I package a cross compiler, gcc-sh-elf, and it always produces SuperH binaries no matter what version of gcc-sh-elf you are running. If you're on an x86_64 system, using gcc-sh-elf:i386 is totally fine for the task at hand (or so you would think...), and for this reason gcc-sh-elf is currently marked Multi-Arch: foreign. This seems to be the prevailing practice for gcc cross-compilers, for gcc-x86-64-linux-gnu:arm64 is also Multi-Arch: foreign just as an example. [Note that the analogy isn't perfect: sh-elf is a bare-metal target that will never be a Debian architecture. I think this difference isn't important to the analogy however.]

The situation with GCC plugins sounds similar to the 'gotcha' with CPython (although I'm not familiar enough with Python to understand the catch there).
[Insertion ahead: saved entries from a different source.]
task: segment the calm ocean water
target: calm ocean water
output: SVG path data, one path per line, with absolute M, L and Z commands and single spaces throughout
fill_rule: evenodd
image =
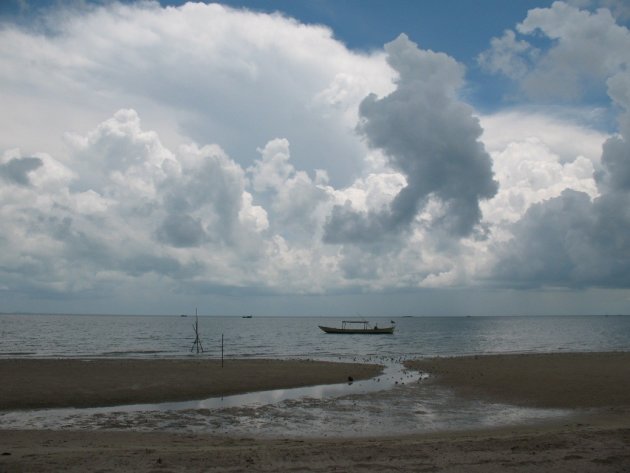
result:
M 186 357 L 193 317 L 0 315 L 0 357 Z M 630 350 L 630 316 L 372 318 L 394 335 L 329 335 L 334 317 L 199 317 L 205 353 L 229 358 L 424 357 Z M 197 355 L 195 355 L 197 356 Z

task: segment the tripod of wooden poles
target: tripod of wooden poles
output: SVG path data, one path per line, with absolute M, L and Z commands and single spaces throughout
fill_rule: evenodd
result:
M 203 345 L 201 344 L 201 339 L 199 338 L 199 316 L 197 315 L 197 309 L 195 308 L 195 323 L 193 324 L 193 330 L 195 331 L 195 341 L 190 347 L 190 351 L 192 352 L 197 349 L 197 353 L 203 353 Z
M 203 353 L 203 345 L 201 344 L 201 338 L 199 338 L 199 316 L 197 315 L 197 309 L 195 308 L 195 323 L 193 324 L 193 330 L 195 331 L 195 341 L 190 347 L 191 353 L 197 350 L 197 353 Z M 223 334 L 221 334 L 221 368 L 223 368 Z

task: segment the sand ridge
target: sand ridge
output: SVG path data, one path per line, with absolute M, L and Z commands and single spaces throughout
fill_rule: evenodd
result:
M 309 360 L 4 359 L 0 410 L 187 401 L 369 379 L 382 366 Z
M 408 361 L 466 397 L 548 408 L 630 406 L 630 353 L 509 354 Z

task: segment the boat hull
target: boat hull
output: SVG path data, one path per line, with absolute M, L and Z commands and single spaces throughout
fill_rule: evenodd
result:
M 345 333 L 351 335 L 392 335 L 394 333 L 394 327 L 382 327 L 382 328 L 337 328 L 326 327 L 319 325 L 319 328 L 326 333 Z

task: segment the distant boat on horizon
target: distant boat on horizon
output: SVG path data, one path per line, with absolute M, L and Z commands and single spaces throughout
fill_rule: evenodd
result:
M 251 319 L 253 317 L 253 315 L 244 315 L 243 318 L 244 319 Z

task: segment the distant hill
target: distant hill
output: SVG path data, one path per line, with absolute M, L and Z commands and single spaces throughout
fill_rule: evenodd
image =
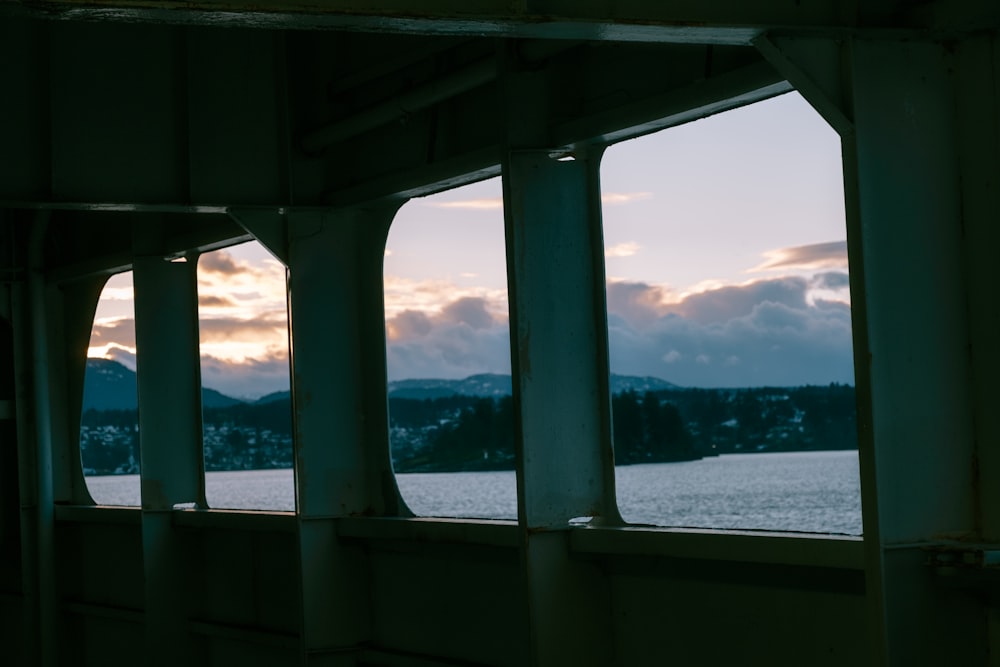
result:
M 464 380 L 393 380 L 390 398 L 444 398 L 446 396 L 509 396 L 509 375 L 480 373 Z
M 611 393 L 633 390 L 639 393 L 677 389 L 677 385 L 656 377 L 611 375 Z M 389 383 L 390 398 L 432 399 L 448 396 L 509 396 L 511 377 L 483 373 L 464 380 L 395 380 Z
M 134 410 L 136 402 L 135 371 L 110 359 L 88 359 L 87 379 L 83 396 L 83 409 Z M 662 391 L 677 389 L 677 385 L 656 377 L 631 375 L 611 376 L 611 393 L 634 390 Z M 496 373 L 470 375 L 462 380 L 414 379 L 393 380 L 388 386 L 390 398 L 416 400 L 447 398 L 450 396 L 510 396 L 511 377 Z M 288 391 L 276 391 L 256 401 L 241 401 L 214 389 L 202 389 L 202 402 L 206 408 L 225 408 L 246 403 L 262 405 L 274 401 L 287 401 Z
M 292 392 L 290 391 L 272 391 L 270 394 L 265 394 L 253 401 L 254 405 L 263 405 L 264 403 L 274 403 L 275 401 L 288 401 L 292 398 Z
M 636 391 L 639 393 L 646 391 L 663 391 L 664 389 L 680 389 L 673 382 L 667 382 L 660 378 L 646 375 L 638 377 L 635 375 L 615 375 L 611 374 L 611 393 L 620 394 L 623 391 Z
M 135 371 L 111 359 L 87 359 L 84 381 L 83 410 L 135 410 Z M 226 396 L 214 389 L 201 390 L 202 404 L 206 408 L 225 408 L 243 401 Z

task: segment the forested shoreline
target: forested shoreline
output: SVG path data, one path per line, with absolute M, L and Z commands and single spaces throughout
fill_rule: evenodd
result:
M 618 465 L 685 461 L 735 452 L 857 447 L 849 385 L 624 391 L 612 397 Z M 389 399 L 397 472 L 514 467 L 510 396 Z M 292 465 L 288 399 L 205 408 L 206 470 Z M 81 425 L 88 474 L 138 472 L 135 410 L 87 410 Z

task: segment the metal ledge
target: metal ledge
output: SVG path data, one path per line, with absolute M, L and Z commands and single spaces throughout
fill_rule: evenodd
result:
M 138 526 L 142 523 L 142 508 L 117 505 L 56 505 L 56 521 L 64 523 L 118 524 Z M 243 530 L 255 532 L 295 533 L 294 512 L 263 512 L 251 510 L 172 510 L 175 526 L 199 529 Z
M 520 544 L 520 532 L 514 521 L 382 517 L 349 517 L 335 521 L 337 536 L 342 539 L 480 544 L 511 549 Z
M 65 523 L 103 523 L 138 526 L 142 509 L 120 505 L 56 505 L 56 521 Z
M 576 554 L 864 570 L 862 538 L 838 535 L 580 527 L 570 533 L 570 550 Z
M 294 512 L 264 512 L 252 510 L 175 510 L 175 526 L 185 528 L 218 528 L 255 532 L 295 533 Z

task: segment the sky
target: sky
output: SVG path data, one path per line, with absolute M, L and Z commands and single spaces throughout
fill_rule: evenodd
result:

GCC plugins, I believe, are shared objects, and if a user or developer has any intention of using a GCC plugin, however it be supplied, then they absolutely *would* care about the architecture of the cross-compiler itself. If one has a foobarf.so for x86_64 you wish to use as a GCC plugin, gcc-sh-elf:i386 isn't going to cut it anymore because it won't be able to load the shared object, and there's no way for a reverse build dependency to say "Yes, I really *am* sure I need the native gcc-sh-elf this time" when gcc-sh-elf is Multi-Arch: foreign.
My understanding is this is the very rare problem Multi-Arch: allowed is intended to solve: a typical reverse build dependency (like carl9170fw which builds SuperH firmware) that has no intention of using any esoteric GCC plugin can say 'Build-Depends: gcc-sh-elf:any', for gcc-sh-elf won't be used in any way that'd expose its own architecture; but if a reverse build dependency really needs to use a GCC plugin (maybe a video game emulator wants to use a plugin to implement special C #pragma directives for building a Sega Dreamcast demo game?), this is actually a decent reason to care about the architecture of the cross-compiler binary itself, and saying 'Build-Depends: gcc-sh-elf:native' will force it to converge on the "native" architecture.
If I'm not mistaken, this is probably the reason GNU Make in the 'make' package is Multi-Arch: allowed. Recent versions of GNU Make support plugins a la dlopen(), but the majority of GNU Make users won't need to play with that. This probably isn't as visible because GNU Make is build-essential, so this isn't as painful as it could be.

So, do I understand right that as long as gcc-sh-elf and similar cross-compilers support GCC plugins, adding Multi-Arch: allowed is actually justified and more correct? And if that's right, why is gcc-x86-64-linux-gnu:arm64 (for example) Multi-Arch: foreign? Could this have flown under the radar?

Thanks for your careful consideration.